OP-TEE uses both 32bit as well as 64bit toolchains and it is even possible to mix them in some configurations. In theory you should be able to compile OP-TEE with the Arm toolchains that are coming with your Linux distribution. But instead of using those directly, we instead download the toolchains directly from Arm.

Download/install

We propose two ways to download the toolchains, both will put the toolchains under the same path(s).

Direct download

Go the Arm GCC download page and download the “AArch32 target with soft float (arm-linux-gnueabi)” for 32bit builds and the “AArch64 GNU/Linux target (aarch64-linux-gnu)” for 64bit builds. When the downloads have finished, you will untar them to a location that you later on will export to your $PATH. Here is an example

$ mkdir -p $HOME/toolchains
$ cd $HOME/toolchains

# Download 32bit toolchain
$ wget https://developer.arm.com/-/media/Files/downloads/gnu-a/8.2-2019.01/gcc-arm-8.2-2019.01-x86_64-arm-linux-gnueabi.tar.xz
$ mkdir aarch32
$ tar xf gcc-arm-8.2-2019.01-x86_64-arm-linux-gnueabi.tar.xz -C aarch32 --strip-components=1

# Download 64bit toolchain
$ wget https://developer.arm.com/-/media/Files/downloads/gnu-a/8.2-2019.01/gcc-arm-8.2-2019.01-x86_64-aarch64-linux-gnu.tar.xz
$ mkdir aarch64
$ tar xf gcc-arm-8.2-2019.01-x86_64-aarch64-linux-gnu.tar.xz -C aarch64 --strip-components=1

Using build.git

As an alternative, you can let build.git download them for you, but this of course involves getting a git that you might not otherwise use.

$ cd $HOME
$ git clone https://github.com/OP-TEE/build.git
$ cd build
$ make -f toolchain.mk -j2

Export PATH

If you have downloaded the toolchains as described above, you should have them at $HOME/toolchains/{aarch32/aarch64}, so now we just need to export the paths and then you are ready to starting compiling OP-TEE components.

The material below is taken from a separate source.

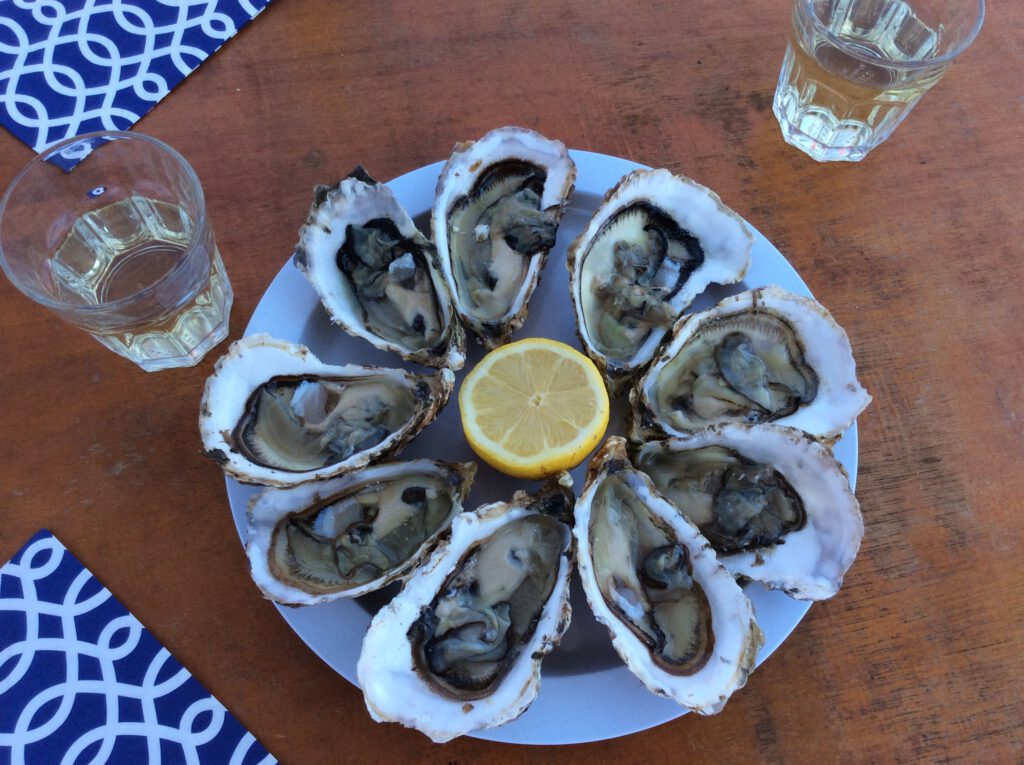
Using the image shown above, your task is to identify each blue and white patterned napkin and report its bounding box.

$ export PATH=$PATH:$HOME/toolchains/aarch32/bin:$HOME/toolchains/aarch64/bin

LLVM / Clang

It’s possible to also compile optee_os.git using llvm/clang. To do that, you can download and extract Clang from the GitHub release page. You’ll need an x86_64 cross-compiler capable of generating aarch64 and armv7a code and the compiler-rt libraries for these architectures (libclang_rt.*.a).

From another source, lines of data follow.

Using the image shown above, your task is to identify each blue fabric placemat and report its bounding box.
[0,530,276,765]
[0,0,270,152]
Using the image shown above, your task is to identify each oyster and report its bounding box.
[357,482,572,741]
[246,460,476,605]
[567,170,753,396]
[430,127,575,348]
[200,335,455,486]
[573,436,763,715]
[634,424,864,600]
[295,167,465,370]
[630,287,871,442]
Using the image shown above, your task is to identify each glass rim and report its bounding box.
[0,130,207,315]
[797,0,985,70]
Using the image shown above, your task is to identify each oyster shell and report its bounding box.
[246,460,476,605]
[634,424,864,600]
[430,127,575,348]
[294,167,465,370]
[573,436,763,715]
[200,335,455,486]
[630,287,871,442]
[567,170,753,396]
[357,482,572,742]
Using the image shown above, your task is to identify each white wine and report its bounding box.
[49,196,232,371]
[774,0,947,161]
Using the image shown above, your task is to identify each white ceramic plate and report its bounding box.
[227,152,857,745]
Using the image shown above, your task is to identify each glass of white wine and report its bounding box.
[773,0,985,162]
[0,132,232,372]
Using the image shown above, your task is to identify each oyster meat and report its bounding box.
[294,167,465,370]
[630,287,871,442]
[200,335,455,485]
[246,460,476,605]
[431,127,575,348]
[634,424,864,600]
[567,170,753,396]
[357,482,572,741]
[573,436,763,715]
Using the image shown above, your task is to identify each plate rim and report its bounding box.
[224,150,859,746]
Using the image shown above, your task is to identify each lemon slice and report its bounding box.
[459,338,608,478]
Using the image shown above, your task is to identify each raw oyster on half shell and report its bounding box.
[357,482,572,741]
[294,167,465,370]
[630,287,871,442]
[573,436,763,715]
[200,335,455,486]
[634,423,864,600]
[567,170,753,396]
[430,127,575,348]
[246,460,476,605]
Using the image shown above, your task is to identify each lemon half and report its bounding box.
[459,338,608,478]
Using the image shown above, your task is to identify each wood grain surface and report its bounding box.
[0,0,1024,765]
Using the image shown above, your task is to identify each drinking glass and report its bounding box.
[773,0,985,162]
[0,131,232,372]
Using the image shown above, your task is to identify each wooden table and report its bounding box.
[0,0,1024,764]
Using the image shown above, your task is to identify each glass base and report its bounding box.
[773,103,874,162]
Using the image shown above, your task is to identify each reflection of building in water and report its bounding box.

Clang is configured to be able to cross-compile to all the supported architectures by default (see <clang path>/bin/llc –version) which is great, but compiler-rt is included only for the host architecture. Therefore you need to combine several packages into one. Please refer to this get_clang.sh script for details on creating a llvm/clang toolchain ready to be used.

Using build.git

As an alternative, you can let build.git download them for you, but this of course involves getting a git that you might not otherwise use.

$ cd $HOME
$ git clone https://github.com/OP-TEE/build.git
$ cd build
$ make -f toolchain.mk clang-toolchains

The above instructions will download and install Clang in $HOME/clang-9.0.1.

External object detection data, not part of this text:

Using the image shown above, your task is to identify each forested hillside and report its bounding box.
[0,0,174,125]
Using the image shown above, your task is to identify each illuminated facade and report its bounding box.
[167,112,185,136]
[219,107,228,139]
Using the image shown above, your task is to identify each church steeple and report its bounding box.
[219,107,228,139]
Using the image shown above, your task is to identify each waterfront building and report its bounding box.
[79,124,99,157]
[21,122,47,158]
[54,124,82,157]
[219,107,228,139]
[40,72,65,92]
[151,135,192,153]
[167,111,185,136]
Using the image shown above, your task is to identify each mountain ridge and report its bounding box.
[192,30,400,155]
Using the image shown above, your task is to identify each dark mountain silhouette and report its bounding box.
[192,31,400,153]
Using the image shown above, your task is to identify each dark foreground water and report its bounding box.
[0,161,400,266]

You can also get the toolchain using your package manager or alternatively build it yourself, but these alternative methods risk being incomplete. For example, the Ubuntu clang package does not install the needed ld.lld package. The package also does not contain the cross-compiled compiler-rt libraries. Building by yourself is hard for the same reason, i.e. no cross-compiled compiler-rt libraries are generated.